店を出てまた北に向かって歩き始める。ここは車通りの多い道である。歩道はあるが、車がものすごいスピードで横を通り過ぎていく。最近の車は音がしないため、前後左右をちゃんと確認しながら歩かないと危ない。ここで事故に巻き込まれるわけにはいかない。いつも以上に慎重に歩く。歩きながら、こんな会話を繰り広げる。
「ラッフェルは赤い空についてどう思う?」
「俺は自然現象だと思うな。でも、何がどうなってとか全然わからない。気象とかそこらへん詳しくないからな。お前はどう思うんだ?」
「ぼくも自然現象だと思いたい。でも、政府や世界がこれだけ隠していると、それ以上に悪いことなんじゃないかなって思い始めてる」
「何だ、それ以上に悪いことって」
「うーん、ちゃんと考えられてるわけじゃないけど、宇宙人襲来とか、太陽の膨張とか、まあそんな感じかな」
「やべーじゃんそれ!どうすんだよほんとにそうだったら」
「どうにもできない。だからまず、その真偽を確かめるために官邸に乗り込むんだろ?」
「そうだな、そのとおりだ」
何もないのが一番いい。一連の気候変動によるものでした、が一番いいに決まってる。でも、何かはあってほしいという思いもある。せっかく官邸に行って何もなかったらそれはそれで悲しい。そんな思いを胸に、歩き続ける。
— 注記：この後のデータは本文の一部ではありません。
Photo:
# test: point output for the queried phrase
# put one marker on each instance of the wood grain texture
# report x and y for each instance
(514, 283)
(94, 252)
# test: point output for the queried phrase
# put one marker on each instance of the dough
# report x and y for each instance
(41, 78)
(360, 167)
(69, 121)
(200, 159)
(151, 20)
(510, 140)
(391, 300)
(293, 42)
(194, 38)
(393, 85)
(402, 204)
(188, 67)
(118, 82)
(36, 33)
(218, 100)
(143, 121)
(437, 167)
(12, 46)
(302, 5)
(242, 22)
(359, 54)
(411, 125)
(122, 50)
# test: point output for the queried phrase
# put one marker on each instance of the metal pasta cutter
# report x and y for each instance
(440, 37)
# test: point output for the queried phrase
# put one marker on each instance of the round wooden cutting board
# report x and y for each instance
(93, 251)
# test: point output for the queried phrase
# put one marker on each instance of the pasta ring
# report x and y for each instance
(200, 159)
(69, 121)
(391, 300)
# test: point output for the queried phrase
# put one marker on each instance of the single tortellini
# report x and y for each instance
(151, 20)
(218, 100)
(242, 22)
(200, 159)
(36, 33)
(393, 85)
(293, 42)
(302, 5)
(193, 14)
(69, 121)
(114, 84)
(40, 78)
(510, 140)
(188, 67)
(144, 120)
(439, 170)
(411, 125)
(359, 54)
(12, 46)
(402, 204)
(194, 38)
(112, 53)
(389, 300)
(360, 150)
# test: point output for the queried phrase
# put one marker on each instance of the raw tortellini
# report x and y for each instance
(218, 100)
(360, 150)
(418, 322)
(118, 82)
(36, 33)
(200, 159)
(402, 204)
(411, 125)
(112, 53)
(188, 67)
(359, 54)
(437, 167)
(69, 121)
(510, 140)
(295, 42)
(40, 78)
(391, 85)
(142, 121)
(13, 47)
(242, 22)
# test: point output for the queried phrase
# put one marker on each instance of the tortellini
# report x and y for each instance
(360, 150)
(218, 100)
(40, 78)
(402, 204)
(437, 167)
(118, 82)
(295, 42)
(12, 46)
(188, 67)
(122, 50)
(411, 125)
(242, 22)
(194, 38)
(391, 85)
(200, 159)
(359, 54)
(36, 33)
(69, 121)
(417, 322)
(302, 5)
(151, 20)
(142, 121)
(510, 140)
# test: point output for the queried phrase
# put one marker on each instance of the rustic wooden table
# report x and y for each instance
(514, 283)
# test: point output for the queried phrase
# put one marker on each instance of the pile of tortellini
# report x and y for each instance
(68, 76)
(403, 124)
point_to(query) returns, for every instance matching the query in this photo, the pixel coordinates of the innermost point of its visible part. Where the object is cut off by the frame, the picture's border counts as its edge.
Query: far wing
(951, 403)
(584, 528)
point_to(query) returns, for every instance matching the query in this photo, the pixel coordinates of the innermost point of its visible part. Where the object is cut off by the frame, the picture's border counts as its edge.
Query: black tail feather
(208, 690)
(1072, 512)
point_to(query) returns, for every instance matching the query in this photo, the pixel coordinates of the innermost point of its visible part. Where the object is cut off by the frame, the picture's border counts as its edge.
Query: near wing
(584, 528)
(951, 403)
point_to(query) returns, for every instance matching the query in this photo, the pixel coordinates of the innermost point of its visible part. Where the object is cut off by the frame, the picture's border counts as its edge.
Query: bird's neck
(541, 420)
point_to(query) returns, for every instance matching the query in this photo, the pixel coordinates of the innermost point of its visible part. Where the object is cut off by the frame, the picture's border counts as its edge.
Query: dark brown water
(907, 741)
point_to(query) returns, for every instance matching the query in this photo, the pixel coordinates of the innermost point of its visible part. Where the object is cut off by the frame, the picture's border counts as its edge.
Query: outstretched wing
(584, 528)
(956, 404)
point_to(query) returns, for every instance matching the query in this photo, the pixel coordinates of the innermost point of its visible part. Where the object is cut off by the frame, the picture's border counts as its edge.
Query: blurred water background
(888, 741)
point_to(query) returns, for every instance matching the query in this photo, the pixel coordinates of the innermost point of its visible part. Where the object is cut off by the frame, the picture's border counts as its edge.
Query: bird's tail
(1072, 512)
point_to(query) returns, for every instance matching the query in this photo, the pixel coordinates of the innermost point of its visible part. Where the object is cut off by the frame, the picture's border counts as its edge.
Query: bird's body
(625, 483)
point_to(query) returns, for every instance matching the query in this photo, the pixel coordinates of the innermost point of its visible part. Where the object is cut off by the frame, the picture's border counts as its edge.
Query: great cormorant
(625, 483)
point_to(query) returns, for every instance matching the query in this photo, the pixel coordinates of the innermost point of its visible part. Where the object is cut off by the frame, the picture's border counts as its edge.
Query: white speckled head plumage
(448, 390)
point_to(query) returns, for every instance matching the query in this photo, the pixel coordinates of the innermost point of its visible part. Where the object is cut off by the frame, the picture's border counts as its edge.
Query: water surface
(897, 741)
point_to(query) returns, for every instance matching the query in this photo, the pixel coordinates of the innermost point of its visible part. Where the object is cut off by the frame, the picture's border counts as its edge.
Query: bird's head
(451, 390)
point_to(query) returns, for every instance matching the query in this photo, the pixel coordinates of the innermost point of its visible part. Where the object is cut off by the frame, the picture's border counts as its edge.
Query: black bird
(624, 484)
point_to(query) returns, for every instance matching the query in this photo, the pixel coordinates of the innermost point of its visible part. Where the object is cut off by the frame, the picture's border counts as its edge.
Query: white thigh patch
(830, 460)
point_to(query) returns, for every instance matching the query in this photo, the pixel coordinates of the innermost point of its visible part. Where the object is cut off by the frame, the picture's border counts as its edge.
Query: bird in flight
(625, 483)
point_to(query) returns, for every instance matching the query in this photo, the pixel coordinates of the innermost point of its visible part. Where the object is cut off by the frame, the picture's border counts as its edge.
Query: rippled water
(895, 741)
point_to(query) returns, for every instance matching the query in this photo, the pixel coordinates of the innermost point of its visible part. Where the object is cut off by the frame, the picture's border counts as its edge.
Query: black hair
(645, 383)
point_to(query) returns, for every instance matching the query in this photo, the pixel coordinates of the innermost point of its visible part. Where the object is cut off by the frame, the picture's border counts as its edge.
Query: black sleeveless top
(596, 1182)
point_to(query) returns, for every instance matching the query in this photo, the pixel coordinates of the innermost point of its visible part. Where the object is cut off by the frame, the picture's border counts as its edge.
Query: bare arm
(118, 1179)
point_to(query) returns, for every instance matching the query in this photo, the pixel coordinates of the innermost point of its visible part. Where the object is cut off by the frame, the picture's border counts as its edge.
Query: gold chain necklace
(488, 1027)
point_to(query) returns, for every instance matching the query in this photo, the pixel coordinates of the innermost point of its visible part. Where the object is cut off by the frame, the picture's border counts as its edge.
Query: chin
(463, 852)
いろいろな話をしながら歩いていると、徐々にあたりが薄暗くなってきたのにも気づかず、時計の針が18時23分を指しているのを見て驚いた。もうこんな時間なのか。そろそろまたごはんを食べたい。しかし、我々はもう林に到達していた。ここには何もない。林を抜けるか、光のある場所へ戻るか。ラッフェルにその話を持ちかけると、「俺はどっちでもいい」という答え。相変わらず困る。決定権は私に譲られた。さあどうしようか。戻るとしても30分以上かかる。進めばどれくらいかかるかわからないが、確実に前進はする。決めた。林を抜けよう。
「このまま進もう。林を抜けてごはん屋さんがあったらそこで夜ご飯を食べよう」
「オッケー」
この先どうなっているかわからない恐怖。なにしろ初めて立ち入った場所である。用心深く行きたいところだ。